Would the profiles and resulting binaries be highly CPU specific? I couldn't find any cross hardware notes in the original paper.
The example's I'm thinking of are CPU's with vastly different L1/L2/L3 cache profiles. Epyc vs Xeon. Maybe Zen 3 v Zen 5.
Just wondering if it looks great on a benchmark machine (and a hyperscaler with a common hardware fleet) but might not look as great when distributing common binaries to the world. Doing profiling/optimising after release seems dicey.
Interesting question. I think most optimizations described in the BOLT paper are fairly hardware agnostic - branch prediction does not depend the architecture, etc. But I'm not an expert on microarchitectures.

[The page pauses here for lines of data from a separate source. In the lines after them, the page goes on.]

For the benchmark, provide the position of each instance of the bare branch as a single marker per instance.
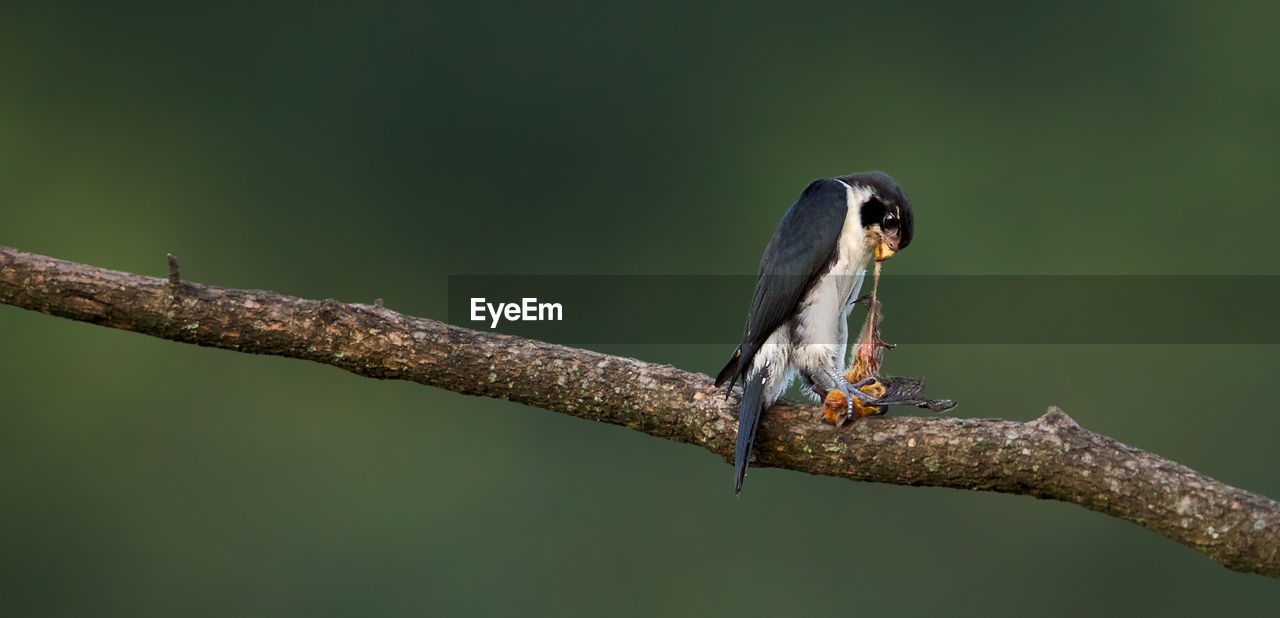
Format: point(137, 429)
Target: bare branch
point(1050, 457)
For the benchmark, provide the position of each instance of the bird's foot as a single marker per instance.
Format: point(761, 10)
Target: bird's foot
point(853, 401)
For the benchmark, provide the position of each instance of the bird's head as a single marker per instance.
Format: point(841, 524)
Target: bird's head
point(886, 215)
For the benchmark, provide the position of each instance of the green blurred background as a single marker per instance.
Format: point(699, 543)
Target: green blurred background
point(362, 152)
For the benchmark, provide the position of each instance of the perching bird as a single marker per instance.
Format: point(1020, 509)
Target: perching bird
point(810, 274)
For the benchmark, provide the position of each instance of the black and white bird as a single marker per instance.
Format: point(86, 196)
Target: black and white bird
point(810, 277)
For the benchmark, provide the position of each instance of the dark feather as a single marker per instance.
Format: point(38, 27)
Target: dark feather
point(799, 252)
point(748, 421)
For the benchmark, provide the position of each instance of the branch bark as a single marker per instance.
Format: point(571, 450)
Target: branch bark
point(1050, 457)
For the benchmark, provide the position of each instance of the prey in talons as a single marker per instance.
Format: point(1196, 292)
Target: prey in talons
point(809, 279)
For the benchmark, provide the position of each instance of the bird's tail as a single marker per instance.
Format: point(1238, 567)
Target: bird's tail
point(748, 420)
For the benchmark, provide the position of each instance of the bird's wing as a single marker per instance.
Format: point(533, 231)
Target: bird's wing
point(800, 251)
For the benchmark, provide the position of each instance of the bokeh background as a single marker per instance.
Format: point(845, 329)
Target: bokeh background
point(333, 150)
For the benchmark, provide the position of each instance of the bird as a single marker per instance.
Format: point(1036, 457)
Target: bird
point(809, 279)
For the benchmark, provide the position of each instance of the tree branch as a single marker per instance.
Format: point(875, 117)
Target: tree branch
point(1050, 457)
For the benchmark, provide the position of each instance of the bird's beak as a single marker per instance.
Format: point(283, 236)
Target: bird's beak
point(886, 250)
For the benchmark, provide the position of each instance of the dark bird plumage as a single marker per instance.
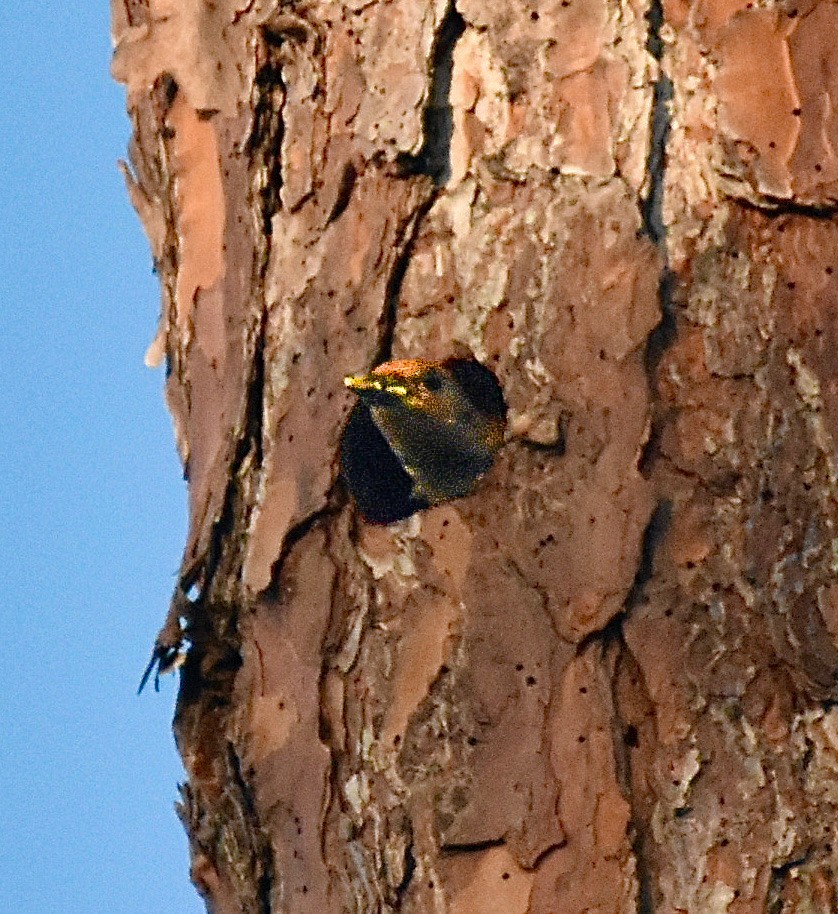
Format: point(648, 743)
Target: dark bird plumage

My first instinct is that the effect is too large to be real. But that should be something other people could reproduce and verify. The second thought is that it might overfit the benchmark code here, but they address it in the post. But any kind of double-digit improvement to Postgres performance would be very interesting.
I agree the +40% effect feels a bit too good, but it only applies to the simple OLTP queries on in-memory data, so the inefficiencies may have unexpectedly large impact. I agree 30-40% would be a massive speedup, and I expected it to disappear with a more diverse profile, but it did not ...
The TPC-H speedups (~5-10%) seem much more plausible, considering the binary layout effects we sometimes observe during benchmarking.
Anyway, I'd welcome other people trying to reproduce these tests.
I looked and there is no mention of BOLT yet in the pgsql-hackers mailing list, that might be the more appropriate place to get more attention on this. Though there are certainly a few PostgreSQL developers reading here as well.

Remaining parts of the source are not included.